Walau banyak memberi kemudahan, namun ada pula sejumlah dampak negatif yang mengancam privasi data seseorang seperti ancaman doxing dan pemalsuan data yang biasanya menargetkan kelompok masyarakat rentan termasuk para jurnalis – yang tentunya bertentangan dengan hak asasi manusia.

Untuk itulah Uni Eropa mengembangkan General Data Protection Regulation (GDPR) atau aturan yang bertujuan untuk melindungi serta menjaga data privasi dari masing- masing individu.

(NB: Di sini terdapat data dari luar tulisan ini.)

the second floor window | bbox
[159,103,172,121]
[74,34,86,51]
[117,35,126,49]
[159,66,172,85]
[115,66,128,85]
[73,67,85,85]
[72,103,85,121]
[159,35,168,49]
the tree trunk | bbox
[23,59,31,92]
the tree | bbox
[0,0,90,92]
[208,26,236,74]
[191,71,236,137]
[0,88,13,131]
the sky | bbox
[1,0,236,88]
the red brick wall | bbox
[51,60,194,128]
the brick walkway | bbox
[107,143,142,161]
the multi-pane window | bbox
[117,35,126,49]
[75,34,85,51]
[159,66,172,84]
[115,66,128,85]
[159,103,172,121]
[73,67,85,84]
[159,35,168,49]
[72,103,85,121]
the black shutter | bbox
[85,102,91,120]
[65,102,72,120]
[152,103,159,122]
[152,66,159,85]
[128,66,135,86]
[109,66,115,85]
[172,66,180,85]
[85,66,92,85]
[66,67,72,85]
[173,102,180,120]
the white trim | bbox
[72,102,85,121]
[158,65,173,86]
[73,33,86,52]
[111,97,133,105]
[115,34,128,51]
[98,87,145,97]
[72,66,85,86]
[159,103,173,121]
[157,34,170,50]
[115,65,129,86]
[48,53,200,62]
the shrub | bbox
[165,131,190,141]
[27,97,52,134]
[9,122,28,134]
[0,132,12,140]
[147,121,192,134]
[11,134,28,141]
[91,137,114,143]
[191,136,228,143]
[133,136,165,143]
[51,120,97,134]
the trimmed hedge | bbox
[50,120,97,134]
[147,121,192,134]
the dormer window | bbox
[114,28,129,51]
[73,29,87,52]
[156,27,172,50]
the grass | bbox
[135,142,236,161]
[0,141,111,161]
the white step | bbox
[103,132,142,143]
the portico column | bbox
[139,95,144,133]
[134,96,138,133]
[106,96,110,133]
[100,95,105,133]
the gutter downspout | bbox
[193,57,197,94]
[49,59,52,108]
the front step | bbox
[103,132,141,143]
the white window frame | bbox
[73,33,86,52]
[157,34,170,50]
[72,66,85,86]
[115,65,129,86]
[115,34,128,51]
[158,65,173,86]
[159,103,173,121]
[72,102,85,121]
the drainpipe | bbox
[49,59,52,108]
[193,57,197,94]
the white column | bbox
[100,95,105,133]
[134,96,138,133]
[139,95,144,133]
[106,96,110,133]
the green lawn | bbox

Elemen-elemen penting yang termuat dalam Modern Data Protection System tersebut berlaku umum dan berlaku horizontal sehingga dapat digunakan di berbagai sektor. Prinsip-prinsipnya bersifat teknologi netral, artinya bisa diterapkan terlepas dari teknologi mana pun yang diadopsi.

Sistem perlindungan data tersebut juga harus bisa memberikan kuasa kepada individu, untuk dapat digunakan sesuai kebutuhannya. Namun demikian, sistem ini juga perlu didukung oleh lembaga pengawas independen yang memiliki enforcement power yang efektif untuk terus menjaga akuntabilitasnya.

Selama tiga tahun penerapannya, GDPR telah berhasil mendorong lahirnya peraturan yang setara antara perusahaan-perusahaan di Uni Eropa maupun non Uni Eropa, dan dapat diaplikasikan untuk menyikapi perkembangan teknologi baru yang dinamis. Institusi bisnis dan sektor publik juga tampak makin terlatih dan berhasil membangun budaya kepatuhan akan perlindungan data pribadi. Selain itu semakin banyak studi yang berhasil dilakukan untuk menunjukkan hubungan penerapan perlindungan data pribadi yang baik dengan kinerja keuangan perusahaan.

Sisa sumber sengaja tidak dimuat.